VSO: Voice Search Optimisation, and Leveraging Structured Data for SEO
In the age of Machine Learning, Structuring our data is more important than ever.
Data is the fuel that powers our modern world, and without structure, we would still be in the dark ages of tech. For the web it enhances SEO and for Machine Learning(ML) it provides a useful input for insights.
I have been advocating the use of structured data in web projects for several years now, but as structured data is an invisible layer that bears fruits only in search rankings in the future, the fight is not over. This is my plea to the industry to sit up, dust off your keyboard, and start adding structured data to your web project.
What is Structured Data?
In essence, structured data is any information that has been made machine readable, this could be questions and answers on a web FAQ, a description of an image, or a title on a text document.
Data on its own is not inherently readable, or insightful, and so by labelling and organising data, we create datasets of structured data with actual meaning.
How do we structure data on the web?
A common example for the modern web is to use ‘schema.org’ to structure our data. It’s founded by search giants (Google, Microsoft, Yahoo and Yandex) and comes in three flavours: RDFa, Microdata and JSON-LD.
RDFa and Microdata focus on embedding meaning within our markup. This method tends to be useful for more static content, but personally I find these methods bloat markup dramatically, making it hard for humans to read and edit code.
JSON-LD allows us to create a metadata script that sits alongside our markup. I find JSON-LD to be the more preferable method as it is self contained, keeping markup more legible, easier to generate dynamically from the front-end with javascript, and from the back end with libraries like Newtonsoft.Json.
Why is structured data important for website and web app creators?
SEO (Search Engine Optimisation).The primary use of a search engine is finding website content that best answers searcher questions Speed of classification helps with ranking, and labelling your data helps with the speed of classification.
If you want your website to be readable by the search gods, then you will have a much higher chance of doing so with your code written in a way that their scrapers understand. As time goes on, Google, Bing and Yahoo rely more and more on ML to read site data than traditional hard coded rules.
In recent years, Search platforms have provided even more incentive to use Structured Data with the introduction of ‘Rich Snippets’, highlighted rich media blocks that give higher visibility to content.

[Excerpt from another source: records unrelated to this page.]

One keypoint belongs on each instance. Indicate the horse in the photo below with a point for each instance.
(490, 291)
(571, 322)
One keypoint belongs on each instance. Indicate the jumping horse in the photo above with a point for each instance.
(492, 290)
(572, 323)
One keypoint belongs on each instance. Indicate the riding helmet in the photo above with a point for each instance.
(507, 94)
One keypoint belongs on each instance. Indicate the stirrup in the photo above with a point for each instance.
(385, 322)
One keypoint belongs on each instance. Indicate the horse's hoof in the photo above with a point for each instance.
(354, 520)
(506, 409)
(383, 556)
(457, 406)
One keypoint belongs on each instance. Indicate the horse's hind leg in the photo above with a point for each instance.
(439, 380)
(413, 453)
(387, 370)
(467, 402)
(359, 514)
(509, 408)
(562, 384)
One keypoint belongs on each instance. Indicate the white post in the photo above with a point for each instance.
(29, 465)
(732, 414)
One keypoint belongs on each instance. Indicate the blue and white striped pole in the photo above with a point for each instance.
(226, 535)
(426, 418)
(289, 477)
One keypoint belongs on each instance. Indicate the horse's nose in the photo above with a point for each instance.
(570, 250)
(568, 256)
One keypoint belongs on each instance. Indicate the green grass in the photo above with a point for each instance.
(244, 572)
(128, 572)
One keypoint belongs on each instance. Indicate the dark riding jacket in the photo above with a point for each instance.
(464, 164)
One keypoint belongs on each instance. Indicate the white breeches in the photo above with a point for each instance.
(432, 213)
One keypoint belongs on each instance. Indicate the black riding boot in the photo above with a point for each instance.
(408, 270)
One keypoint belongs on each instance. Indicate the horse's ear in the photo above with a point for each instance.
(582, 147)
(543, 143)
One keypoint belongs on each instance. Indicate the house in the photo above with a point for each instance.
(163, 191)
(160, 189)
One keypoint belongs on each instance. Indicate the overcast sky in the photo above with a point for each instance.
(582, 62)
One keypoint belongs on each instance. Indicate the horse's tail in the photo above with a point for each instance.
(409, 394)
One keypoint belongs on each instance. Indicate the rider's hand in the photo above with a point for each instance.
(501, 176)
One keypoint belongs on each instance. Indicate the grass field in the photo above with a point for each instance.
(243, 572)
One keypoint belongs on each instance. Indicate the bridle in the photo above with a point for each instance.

Another place where structured data is becoming more important for content creators is Voice Search, from the likes of Alexa and Google Assistant. The answers these tools supply rely almost entirely on Structured Data, which they scoop up and use.
Does structured data affects Machine Learning?
There are two ways to train a ML Model, Guided and Unguided.
In our current environment, Guided Models are the way forward when looking for specific information, such as search terms, identifying images, and natural language processing.
Guided models require data which has been structured consistently in order to be able to process it and make a prediction.
Structured Data = Readable Data = Better, more accurate results.
As search engines move away from heuristic approaches to using more and more ML models, and the only way to stay on top as a creator is to create the food that feeds the beast.
So, Who should care about Structured Data?
Marketers, Developers, and Content editors! If you want to browse the web, get your app higher on search engine rankings, or provide useful insights to your business, the only way to get there is to structure your data. Everyone should take some time to tidy up the information they have into a logical structure. Perhaps starting with your downloads folder.